教育改革としては、柔道整復師養成施設カリキュラム等改善検討会にて国家試験の問題数や出題範囲、養成校におけるカリキュラムを大幅に見直した。養成施設での最低履修時間は約300時間増やし、総単位数も引き上げた。新カリキュラムとして超音波観察の授業や高齢者の外傷予防、競技者の外傷予防に関する授業も追加された。 制度改革としては、新規開業には実務経験3年と16時間の講習受講を課し、柔整審査会の権限を強化、広告の規制にも取り組んでいる。柔整審査会の権限強化により、請求状況から不正が疑われるものや通知等で注意をしても改善が見られなかったもの等について、面接確認委員会で呼び出しを行えるようになった。その後の経過を観察し、改善されなければ審査結果を厚生局・都道府県福祉保健局に直接報告する。
最後に
教育改革・制度改革は歴史的偉業といわれている。柔道整復術を将来に残すために、柔整業界自ら改革を提案し実現してきたが、業界の問題点はまだまだ解決していない。より力を入れて進めていきたいと考えている。また、骨折・脱臼・打撲・捻挫・挫傷が柔道整復師の本来の業務であり、整体やリラクゼーションは業務ではないということをしっかり区別していただきたい。「これからの柔整は保険外だ」という声もあるが、受領委任の取り扱いがあっての保険外、自由料金であり、自ら業務を放棄すれば柔道整復術が消滅するおそれもある。
総括
総括として、三橋氏は〝今日は、会員外からもご意見をたくさんいただける非常に良い機会だった。日本柔道整復師会は全柔道整復師をサポートし守る組織として、今後もご意見を参考にしながら活動していきたい。また今後もこのような機会を継続的に設けていきたい〟、長尾氏は〝我々柔道整復師が自分の子どもや家族に私の職業は堂々と「柔道整復師だ」、そして、子どもや家族が父親・母親の職業を問われたら堂々と「柔道整復師」と言える業界にしていきたい。どんな質問・ご意見でも結構なので寄せていただき、一緒に考えていきたい〟と語った。

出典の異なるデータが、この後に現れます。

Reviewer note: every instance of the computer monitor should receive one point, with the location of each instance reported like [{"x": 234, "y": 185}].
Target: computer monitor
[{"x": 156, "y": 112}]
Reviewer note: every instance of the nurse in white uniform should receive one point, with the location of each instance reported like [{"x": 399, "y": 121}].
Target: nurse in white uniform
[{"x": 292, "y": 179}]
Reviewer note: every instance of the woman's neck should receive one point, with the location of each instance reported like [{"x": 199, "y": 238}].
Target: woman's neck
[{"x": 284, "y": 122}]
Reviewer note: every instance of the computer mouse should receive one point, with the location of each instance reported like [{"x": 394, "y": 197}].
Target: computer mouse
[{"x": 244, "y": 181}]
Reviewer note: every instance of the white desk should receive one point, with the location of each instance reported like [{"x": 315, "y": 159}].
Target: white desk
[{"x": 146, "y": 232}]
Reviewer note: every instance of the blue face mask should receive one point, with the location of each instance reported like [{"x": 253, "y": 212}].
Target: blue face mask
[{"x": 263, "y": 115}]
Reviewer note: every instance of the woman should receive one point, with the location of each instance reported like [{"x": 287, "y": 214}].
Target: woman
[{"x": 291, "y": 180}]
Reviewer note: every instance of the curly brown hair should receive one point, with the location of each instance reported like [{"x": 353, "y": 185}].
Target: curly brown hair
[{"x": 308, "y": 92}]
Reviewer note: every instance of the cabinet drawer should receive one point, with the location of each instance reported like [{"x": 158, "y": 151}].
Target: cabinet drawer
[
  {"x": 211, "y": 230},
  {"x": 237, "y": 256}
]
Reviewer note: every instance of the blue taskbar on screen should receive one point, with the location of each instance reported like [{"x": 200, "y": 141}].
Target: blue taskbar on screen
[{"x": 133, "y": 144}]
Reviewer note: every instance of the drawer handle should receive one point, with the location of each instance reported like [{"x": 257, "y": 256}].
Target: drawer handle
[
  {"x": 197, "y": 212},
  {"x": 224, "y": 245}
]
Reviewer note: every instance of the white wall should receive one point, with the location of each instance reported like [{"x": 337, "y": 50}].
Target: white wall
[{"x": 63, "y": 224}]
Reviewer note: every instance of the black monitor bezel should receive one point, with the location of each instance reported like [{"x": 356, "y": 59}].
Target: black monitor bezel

藤井氏は〝柔道整復の制度はみんなで作り上げていく過程にあると思う。今あるものがすべてではなく変化していく。ぜひ「柔整One Team」でやっていきたい〟、久保氏は〝ずっと持っていた疑問を先生方に答えていただけて、本当に有意義な機会になった。自分のやってきたことに自信を持てた先生もいると思う。日本柔道整復師会が中心となって、全柔道整復師が豊かになるような環境ができればと考えている〟と締めくくった。
(公社)日本柔道整復師会は、今回のような形で今後も会員内外に広く情報を発信していくだろう。全国の柔道整復師が一丸となって活動していくためにも、このような意見交換の機会が増えていくことを期待する。